Moreover, Lin et al. used the SLB platform as a tool to build a single particle rotation dynamic monitoring system, limiting the motion of a single particle to a two-dimensional plane, thus successfully solving the problem that is difficult to detect due to the small particle diameter and random Brownian motion. In order to verify the response and function of nanomotors to specific microenvironmental stimuli in a biological environment, the authors used microRNA (miRNA) as a model for environmental nucleic acids. By making different DNA modifications to the nanomotors, they achieved mechanical control of transgenic Notch signaling and natural integrins, and detected activation of different receptors using nuclear localization mCherry expression. The results showed that the activation of Notch and natural integrin was significantly increased under the combined action of nanomotors and miRNA. This finding strongly demonstrates that the designed nanoengines can bind to biological entities and act accordingly by activating mechanoreceptors in the organism. Given that miRNAs are widely recognized as effective biomarkers for the early diagnosis and treatment of tumors, the development of this system brings potential value to the field of early diagnosis and treatment.

In summary, Lin and colleagues crafted a magnetically driven rotating nanomotor with a reversible “clutch” system. They cleverly used the precise recognition ability of DNA to achieve mode conversion of the engine, breaking the bottleneck of static DNA nanotechnology.1 Further, the gold cage nanospace and magnetic wireless remote drive methods constructed in this study not only ensure the mechanical movement of nanomotors in space with low variability, but also lay a solid foundation for the wide application of nanomotors in organisms.
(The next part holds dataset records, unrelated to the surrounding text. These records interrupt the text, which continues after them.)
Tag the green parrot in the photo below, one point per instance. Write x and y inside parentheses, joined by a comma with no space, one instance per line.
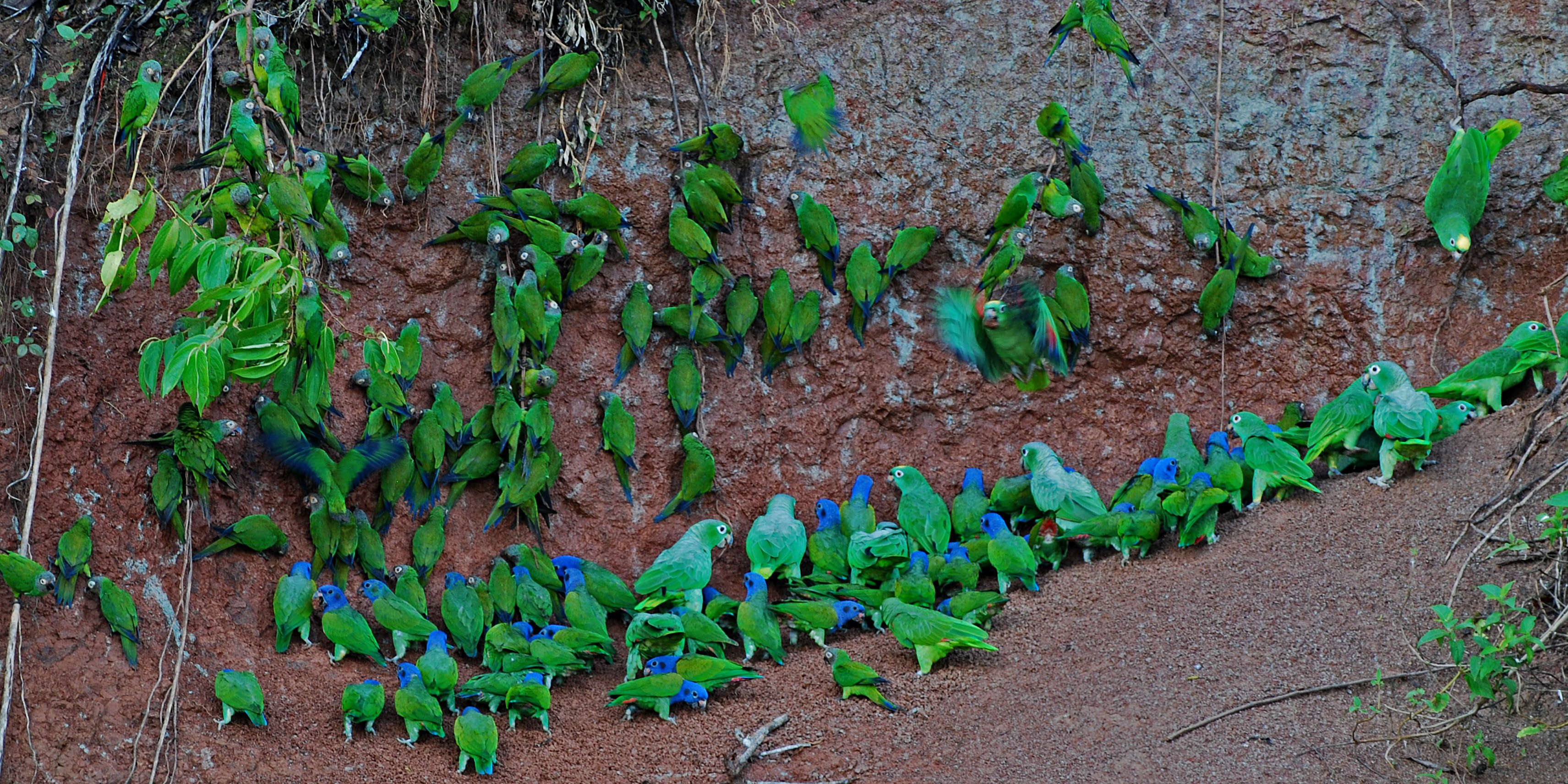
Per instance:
(805,317)
(460,610)
(283,88)
(976,607)
(1180,447)
(637,325)
(1009,554)
(697,477)
(1404,416)
(813,109)
(568,73)
(777,540)
(717,142)
(684,568)
(345,628)
(363,705)
(684,388)
(292,606)
(618,432)
(908,248)
(1086,187)
(424,163)
(26,576)
(913,583)
(923,513)
(483,87)
(819,231)
(741,313)
(244,145)
(1449,421)
(690,240)
(1057,490)
(361,178)
(1198,225)
(1057,126)
(758,623)
(929,632)
(1011,336)
(438,670)
(477,740)
(1219,294)
(657,694)
(1274,463)
(1556,184)
(1004,264)
(120,610)
(1015,211)
(1457,195)
(256,532)
(404,620)
(701,203)
(857,680)
(1056,200)
(421,711)
(1098,19)
(1482,380)
(1249,262)
(529,163)
(430,541)
(140,106)
(333,479)
(1070,306)
(239,694)
(71,559)
(1337,427)
(585,266)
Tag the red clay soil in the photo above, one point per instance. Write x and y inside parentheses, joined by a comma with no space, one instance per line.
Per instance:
(1092,673)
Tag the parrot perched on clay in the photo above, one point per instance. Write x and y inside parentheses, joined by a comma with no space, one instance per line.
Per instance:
(923,513)
(777,540)
(1404,418)
(140,106)
(240,694)
(819,231)
(814,112)
(1457,195)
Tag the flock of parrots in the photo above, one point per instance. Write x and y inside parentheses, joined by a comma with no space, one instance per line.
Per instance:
(532,618)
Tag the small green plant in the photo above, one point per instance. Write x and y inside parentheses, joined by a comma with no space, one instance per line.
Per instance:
(21,234)
(24,345)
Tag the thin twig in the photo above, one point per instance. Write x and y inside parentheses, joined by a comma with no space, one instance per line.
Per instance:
(750,746)
(62,233)
(675,99)
(1291,695)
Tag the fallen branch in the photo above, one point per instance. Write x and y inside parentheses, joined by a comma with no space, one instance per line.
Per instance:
(750,746)
(1289,695)
(62,229)
(792,747)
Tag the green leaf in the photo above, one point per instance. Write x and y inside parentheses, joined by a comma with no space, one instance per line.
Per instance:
(148,367)
(215,267)
(143,217)
(259,352)
(121,209)
(262,370)
(175,369)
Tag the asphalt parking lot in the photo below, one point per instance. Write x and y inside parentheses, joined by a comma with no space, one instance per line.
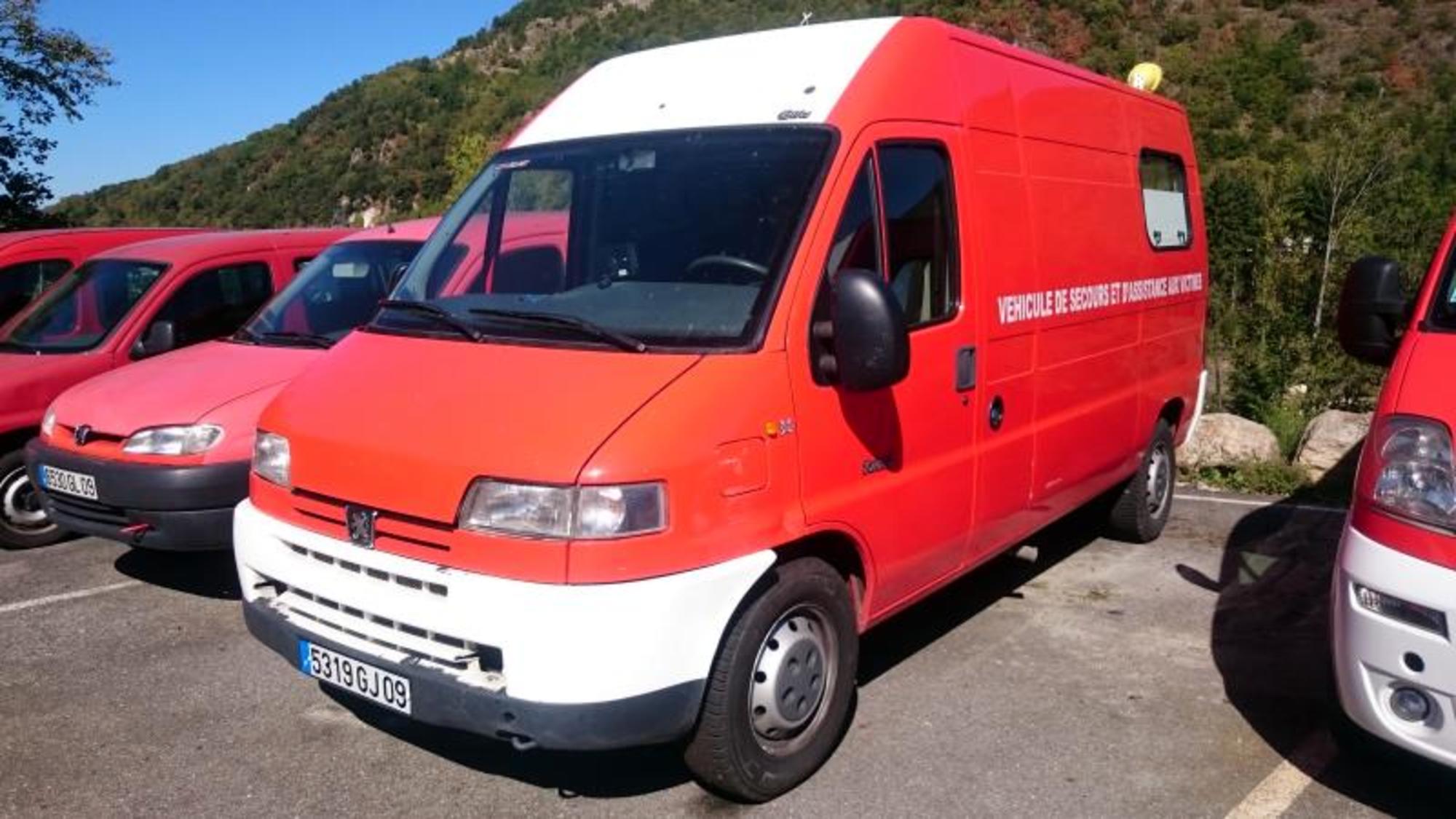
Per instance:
(1077,678)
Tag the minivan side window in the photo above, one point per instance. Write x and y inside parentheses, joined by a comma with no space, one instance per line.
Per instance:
(1166,200)
(921,248)
(216,302)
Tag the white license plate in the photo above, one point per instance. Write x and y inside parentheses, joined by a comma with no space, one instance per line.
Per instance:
(355,676)
(71,483)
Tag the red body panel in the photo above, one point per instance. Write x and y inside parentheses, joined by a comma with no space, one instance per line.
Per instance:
(1419,384)
(30,382)
(753,452)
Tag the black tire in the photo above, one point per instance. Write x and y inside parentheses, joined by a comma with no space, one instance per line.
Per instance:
(24,523)
(1142,506)
(730,751)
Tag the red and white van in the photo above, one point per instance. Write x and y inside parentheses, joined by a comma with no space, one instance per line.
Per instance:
(842,312)
(1394,595)
(33,260)
(123,305)
(171,436)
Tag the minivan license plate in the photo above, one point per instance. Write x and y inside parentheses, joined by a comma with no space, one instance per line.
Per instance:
(355,676)
(71,483)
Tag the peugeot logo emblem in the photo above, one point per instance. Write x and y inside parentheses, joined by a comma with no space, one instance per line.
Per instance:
(360,522)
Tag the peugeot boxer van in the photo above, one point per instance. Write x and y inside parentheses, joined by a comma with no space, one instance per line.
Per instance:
(1394,595)
(171,438)
(842,312)
(120,306)
(34,260)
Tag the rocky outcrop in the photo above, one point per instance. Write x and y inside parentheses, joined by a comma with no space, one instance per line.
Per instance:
(1224,439)
(1329,439)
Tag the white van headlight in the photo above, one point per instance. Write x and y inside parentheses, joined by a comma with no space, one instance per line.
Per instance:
(564,512)
(272,458)
(174,440)
(1416,474)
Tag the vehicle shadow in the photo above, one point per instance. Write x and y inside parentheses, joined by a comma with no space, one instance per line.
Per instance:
(1270,641)
(206,574)
(646,769)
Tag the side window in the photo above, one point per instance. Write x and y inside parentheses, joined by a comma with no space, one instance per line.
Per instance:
(1166,200)
(919,231)
(21,283)
(216,302)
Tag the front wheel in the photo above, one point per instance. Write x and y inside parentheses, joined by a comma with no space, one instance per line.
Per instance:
(1144,505)
(24,522)
(781,688)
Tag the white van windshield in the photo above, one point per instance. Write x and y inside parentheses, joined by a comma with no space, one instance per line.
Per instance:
(669,240)
(333,295)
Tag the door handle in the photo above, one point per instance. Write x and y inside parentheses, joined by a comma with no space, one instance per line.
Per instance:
(965,369)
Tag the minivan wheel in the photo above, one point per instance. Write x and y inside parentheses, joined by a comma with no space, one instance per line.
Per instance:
(781,687)
(1144,505)
(24,522)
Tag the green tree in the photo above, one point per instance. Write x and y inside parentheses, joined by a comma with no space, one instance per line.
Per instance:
(44,74)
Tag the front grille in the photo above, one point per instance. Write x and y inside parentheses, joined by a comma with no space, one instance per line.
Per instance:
(438,647)
(90,510)
(439,589)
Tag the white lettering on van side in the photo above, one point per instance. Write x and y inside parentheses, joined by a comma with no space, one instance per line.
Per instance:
(1068,301)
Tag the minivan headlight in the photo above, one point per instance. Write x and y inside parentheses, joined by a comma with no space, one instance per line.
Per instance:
(174,440)
(272,458)
(564,512)
(1416,472)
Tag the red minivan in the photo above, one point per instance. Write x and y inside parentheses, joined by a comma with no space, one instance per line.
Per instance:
(33,260)
(127,304)
(171,436)
(1394,593)
(842,312)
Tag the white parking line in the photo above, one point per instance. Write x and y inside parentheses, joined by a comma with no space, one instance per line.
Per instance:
(79,593)
(1285,784)
(1262,503)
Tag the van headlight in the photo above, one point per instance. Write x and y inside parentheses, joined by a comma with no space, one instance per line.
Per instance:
(1416,472)
(174,440)
(272,459)
(564,512)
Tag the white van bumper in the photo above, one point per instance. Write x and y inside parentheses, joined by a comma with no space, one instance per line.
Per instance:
(1377,654)
(563,666)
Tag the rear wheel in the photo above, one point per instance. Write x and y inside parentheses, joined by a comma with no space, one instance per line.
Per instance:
(1141,509)
(781,688)
(24,522)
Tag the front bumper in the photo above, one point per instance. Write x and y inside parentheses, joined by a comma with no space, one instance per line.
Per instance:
(561,666)
(1372,650)
(181,507)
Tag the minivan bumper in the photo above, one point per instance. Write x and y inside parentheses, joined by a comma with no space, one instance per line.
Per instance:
(561,666)
(1372,652)
(146,505)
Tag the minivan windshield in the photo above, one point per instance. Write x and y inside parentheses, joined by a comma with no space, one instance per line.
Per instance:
(84,306)
(333,295)
(647,241)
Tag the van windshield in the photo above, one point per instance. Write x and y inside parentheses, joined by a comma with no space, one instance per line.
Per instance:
(670,240)
(333,295)
(84,306)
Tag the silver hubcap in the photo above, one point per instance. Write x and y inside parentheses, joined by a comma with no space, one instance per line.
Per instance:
(21,505)
(791,679)
(1160,480)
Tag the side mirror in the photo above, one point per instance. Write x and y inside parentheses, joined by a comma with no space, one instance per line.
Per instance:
(161,337)
(867,333)
(1372,309)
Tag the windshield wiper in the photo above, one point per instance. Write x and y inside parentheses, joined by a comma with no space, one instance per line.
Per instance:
(558,320)
(440,315)
(298,339)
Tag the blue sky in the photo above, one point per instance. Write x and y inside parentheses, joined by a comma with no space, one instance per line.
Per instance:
(199,74)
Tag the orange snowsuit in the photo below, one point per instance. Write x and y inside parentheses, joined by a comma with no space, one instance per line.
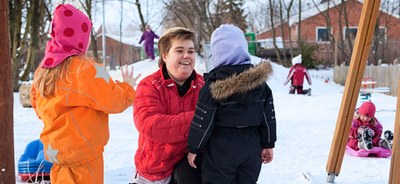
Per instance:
(76,120)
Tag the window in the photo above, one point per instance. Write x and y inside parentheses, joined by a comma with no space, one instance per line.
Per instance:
(380,35)
(322,34)
(351,31)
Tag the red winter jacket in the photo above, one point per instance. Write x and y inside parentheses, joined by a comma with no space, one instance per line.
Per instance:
(162,118)
(296,74)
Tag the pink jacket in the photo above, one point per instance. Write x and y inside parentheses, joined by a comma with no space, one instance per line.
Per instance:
(296,74)
(162,118)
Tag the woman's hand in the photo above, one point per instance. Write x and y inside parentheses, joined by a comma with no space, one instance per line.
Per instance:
(191,158)
(127,76)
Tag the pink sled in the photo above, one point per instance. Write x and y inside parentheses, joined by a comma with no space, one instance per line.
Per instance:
(374,152)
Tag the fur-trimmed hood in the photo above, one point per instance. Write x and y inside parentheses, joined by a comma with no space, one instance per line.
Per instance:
(243,82)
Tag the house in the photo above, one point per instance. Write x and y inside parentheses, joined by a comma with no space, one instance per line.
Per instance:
(338,39)
(119,50)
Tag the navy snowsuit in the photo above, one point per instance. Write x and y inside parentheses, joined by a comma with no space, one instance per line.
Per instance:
(234,119)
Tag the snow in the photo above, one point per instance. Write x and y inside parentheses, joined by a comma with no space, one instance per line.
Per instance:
(305,127)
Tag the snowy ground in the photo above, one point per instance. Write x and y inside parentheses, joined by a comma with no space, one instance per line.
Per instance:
(305,126)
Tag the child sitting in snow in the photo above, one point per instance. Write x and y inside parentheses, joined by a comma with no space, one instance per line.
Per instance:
(366,130)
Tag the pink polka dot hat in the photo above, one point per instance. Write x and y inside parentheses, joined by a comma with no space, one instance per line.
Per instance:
(70,35)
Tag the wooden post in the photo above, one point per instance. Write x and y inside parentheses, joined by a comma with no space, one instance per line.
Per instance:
(352,87)
(394,176)
(7,166)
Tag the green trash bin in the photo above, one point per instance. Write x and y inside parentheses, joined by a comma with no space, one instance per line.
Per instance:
(251,40)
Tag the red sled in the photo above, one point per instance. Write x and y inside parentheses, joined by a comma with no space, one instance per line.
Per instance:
(374,152)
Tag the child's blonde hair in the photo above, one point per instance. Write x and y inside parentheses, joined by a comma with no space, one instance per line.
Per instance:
(46,78)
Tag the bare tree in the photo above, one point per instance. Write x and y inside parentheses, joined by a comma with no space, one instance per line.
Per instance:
(288,10)
(36,13)
(299,40)
(7,165)
(282,27)
(277,50)
(142,21)
(17,43)
(87,6)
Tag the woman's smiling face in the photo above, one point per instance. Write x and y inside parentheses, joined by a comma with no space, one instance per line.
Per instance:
(180,60)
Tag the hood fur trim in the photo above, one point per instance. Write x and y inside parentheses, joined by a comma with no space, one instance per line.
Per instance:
(243,82)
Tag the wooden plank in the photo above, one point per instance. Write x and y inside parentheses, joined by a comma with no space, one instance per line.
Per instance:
(352,87)
(394,177)
(7,165)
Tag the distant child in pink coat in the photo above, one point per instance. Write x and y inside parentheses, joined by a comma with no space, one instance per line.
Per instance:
(148,37)
(366,130)
(296,75)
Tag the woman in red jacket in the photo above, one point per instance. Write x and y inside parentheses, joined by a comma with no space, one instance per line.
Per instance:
(164,107)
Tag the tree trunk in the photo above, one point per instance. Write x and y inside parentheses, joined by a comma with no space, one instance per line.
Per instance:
(299,41)
(36,8)
(278,53)
(17,47)
(141,15)
(288,10)
(7,165)
(285,61)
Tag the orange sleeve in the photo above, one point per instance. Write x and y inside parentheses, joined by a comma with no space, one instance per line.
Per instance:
(95,88)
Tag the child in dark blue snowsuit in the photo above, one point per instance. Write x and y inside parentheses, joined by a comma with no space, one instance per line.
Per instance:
(234,125)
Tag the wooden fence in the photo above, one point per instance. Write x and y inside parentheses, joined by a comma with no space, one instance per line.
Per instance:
(385,76)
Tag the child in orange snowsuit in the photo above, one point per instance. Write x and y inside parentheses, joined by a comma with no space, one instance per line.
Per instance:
(73,96)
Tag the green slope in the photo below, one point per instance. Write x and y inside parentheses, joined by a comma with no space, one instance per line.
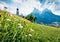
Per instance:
(17,29)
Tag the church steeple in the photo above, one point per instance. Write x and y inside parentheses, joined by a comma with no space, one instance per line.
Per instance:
(17,12)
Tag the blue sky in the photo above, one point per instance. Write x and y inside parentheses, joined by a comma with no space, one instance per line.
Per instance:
(27,6)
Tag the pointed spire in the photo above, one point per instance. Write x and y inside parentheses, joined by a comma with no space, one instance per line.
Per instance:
(17,12)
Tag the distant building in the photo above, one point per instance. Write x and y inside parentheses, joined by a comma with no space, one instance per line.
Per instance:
(17,12)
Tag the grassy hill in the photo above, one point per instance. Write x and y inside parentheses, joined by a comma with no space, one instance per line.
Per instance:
(17,29)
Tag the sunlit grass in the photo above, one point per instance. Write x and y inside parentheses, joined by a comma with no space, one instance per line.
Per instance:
(16,29)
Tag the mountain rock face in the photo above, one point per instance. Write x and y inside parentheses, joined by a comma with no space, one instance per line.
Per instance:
(46,17)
Through experimental verification, they demonstrated that the structure has quite good biocompatibility and the feasibility of being able to interact with biological structures. These properties suggest broad applications in the biomedical field. By carrying out different DNA modifications, the nanomotor is expected to achieve targeted delivery of drugs, and the presence of a clutch structure makes it possible to release and stop drugs at a person’s will. When the target is a miRNA, the system can become a tool for precise early diagnosis and treatment of cancer. Not only that, the nanomotor can also play a role in vaccination as a delivery vehicle for the currently favorite mRNA vaccines. Similarly, by replacing the delivered substance with T cells or antibodies, the system can also be used for immunotherapy (Fig. 1). With the continued development of nanotechnology in medical and other fields, it is believed that the system will have ever-growing applications in the future.